I sondaggi più recenti rivelano che il 40 per cento della popolazione mondiale è costituito da cristiani. Questo, se ci si pensa, è sorprendente: Gesù svolse quasi tutto il suo ministero in Galilea e quando fu crocifisso aveva solo qualche centinaio di seguaci. Come ha fatto un’oscura setta ebraica a diventare la più diffusa religione del mondo?

In questo volume brillante e ben argomentato – vincitore del premio assegnato da «World Magazine» come miglior libro del 2012Rodney Stark spiega il successo cristiano fornendo nuove risposte a vecchie domande, e proponendo inedite interpretazioni di eventi storici ben conosciuti.

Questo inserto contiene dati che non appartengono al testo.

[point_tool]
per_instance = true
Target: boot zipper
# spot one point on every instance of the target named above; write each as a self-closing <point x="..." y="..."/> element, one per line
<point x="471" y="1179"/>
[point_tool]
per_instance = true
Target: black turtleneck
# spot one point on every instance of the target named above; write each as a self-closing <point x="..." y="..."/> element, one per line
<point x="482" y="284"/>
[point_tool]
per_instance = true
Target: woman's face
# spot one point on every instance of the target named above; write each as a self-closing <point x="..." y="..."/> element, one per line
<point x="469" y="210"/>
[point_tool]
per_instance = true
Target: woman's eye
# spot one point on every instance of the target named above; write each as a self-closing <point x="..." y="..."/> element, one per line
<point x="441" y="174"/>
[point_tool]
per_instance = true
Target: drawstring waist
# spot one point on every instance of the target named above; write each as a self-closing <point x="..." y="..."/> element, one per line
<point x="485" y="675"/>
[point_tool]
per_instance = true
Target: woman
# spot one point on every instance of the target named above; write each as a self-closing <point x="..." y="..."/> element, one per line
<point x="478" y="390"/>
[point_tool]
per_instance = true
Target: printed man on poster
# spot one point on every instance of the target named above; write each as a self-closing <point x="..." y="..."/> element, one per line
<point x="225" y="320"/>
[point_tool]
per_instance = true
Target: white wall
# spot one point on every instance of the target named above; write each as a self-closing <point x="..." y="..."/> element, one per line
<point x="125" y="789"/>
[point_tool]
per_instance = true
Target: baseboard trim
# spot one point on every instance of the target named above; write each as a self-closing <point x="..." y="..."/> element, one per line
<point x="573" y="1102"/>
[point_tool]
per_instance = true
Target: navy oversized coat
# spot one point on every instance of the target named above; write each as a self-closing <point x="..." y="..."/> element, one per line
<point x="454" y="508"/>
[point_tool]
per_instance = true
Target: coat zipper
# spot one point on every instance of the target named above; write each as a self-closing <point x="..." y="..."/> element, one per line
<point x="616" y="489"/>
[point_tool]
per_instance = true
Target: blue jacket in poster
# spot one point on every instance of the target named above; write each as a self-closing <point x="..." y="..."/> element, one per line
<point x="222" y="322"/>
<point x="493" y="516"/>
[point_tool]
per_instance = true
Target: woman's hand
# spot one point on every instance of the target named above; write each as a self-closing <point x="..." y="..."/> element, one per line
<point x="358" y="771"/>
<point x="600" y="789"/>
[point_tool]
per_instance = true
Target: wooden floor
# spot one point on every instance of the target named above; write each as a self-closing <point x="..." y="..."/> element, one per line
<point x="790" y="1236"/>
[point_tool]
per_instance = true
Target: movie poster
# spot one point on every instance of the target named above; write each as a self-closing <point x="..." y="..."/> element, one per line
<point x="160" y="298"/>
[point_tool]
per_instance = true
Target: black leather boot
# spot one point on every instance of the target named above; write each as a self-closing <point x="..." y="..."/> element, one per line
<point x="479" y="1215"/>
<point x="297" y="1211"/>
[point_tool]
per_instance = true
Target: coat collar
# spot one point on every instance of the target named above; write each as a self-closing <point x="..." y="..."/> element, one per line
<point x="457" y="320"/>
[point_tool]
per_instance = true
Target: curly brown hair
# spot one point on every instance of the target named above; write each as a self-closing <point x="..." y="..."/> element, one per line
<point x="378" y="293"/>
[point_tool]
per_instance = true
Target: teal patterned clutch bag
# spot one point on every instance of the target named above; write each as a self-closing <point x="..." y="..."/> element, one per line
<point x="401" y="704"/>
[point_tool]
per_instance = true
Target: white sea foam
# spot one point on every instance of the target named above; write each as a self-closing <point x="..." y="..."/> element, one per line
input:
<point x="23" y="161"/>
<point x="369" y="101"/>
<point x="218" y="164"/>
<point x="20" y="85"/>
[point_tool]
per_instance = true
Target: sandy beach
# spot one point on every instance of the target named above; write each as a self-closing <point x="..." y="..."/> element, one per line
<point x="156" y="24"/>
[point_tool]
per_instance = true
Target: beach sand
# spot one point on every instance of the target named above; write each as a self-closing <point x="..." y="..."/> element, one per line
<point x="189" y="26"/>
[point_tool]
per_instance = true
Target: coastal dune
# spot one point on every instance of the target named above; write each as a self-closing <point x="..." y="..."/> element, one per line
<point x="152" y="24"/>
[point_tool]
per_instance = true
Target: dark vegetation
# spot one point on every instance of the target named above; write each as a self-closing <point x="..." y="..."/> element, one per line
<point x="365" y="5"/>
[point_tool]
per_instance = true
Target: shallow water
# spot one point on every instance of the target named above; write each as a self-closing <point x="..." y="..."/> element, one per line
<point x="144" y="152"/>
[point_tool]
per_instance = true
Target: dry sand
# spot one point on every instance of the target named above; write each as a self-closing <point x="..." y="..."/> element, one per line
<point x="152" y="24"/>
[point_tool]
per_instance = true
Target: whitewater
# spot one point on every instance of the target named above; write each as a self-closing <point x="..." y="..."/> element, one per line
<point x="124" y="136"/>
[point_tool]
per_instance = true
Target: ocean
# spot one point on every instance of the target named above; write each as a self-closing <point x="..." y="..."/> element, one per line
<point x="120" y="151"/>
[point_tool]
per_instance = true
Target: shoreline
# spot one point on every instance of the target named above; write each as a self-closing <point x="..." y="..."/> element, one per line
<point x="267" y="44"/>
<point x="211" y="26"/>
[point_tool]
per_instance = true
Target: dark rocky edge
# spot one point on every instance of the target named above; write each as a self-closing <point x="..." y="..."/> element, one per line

Anzitutto, la missione dei primi cristiani presso gli ebrei ebbe un discreto successo, e molti ebrei della diaspora si convertirono al cristianesimo. Inoltre, il primo cristianesimo non si rivolse agli schiavi e alle classi povere, ma soprattutto ai privilegiati, e ciò permise di influenzare durevolmente la cultura romana. Quanto al Medioevo, i cosiddetti «Secoli bui» non ebbero niente di oscuro, ma furono una delle epoche più inventive e rivoluzionarie della storia occidentale. L’Inquisizione spagnola, poi, fu responsabile di pochissime morti e, al contrario di ciò che ancora oggi tanti credono, salvò molte vite opponendosi alla caccia alle streghe che imperversava nel resto d’Europa.

Se i risultati dell’indagine sono nuovi, il metodo è quello di sempre: la discussione degli studi più recenti e accreditati e la ricostruzione accurata dei contesti sociali ed economici in cui vissero e operarono i protagonisti della storia cristiana.

«Il mio interesse in questo libro – si legge nell’Introduzione – non è stabilire cosa credeva Paolo, ma chi era. Non è sapere cosa diceva, ma a chi erano indirizzate le sue parole […]. Non [voglio] esaminare la validità del disaccordo di Lutero con la Chiesa di Roma, ma capire come sia giunto ad allontanarsene».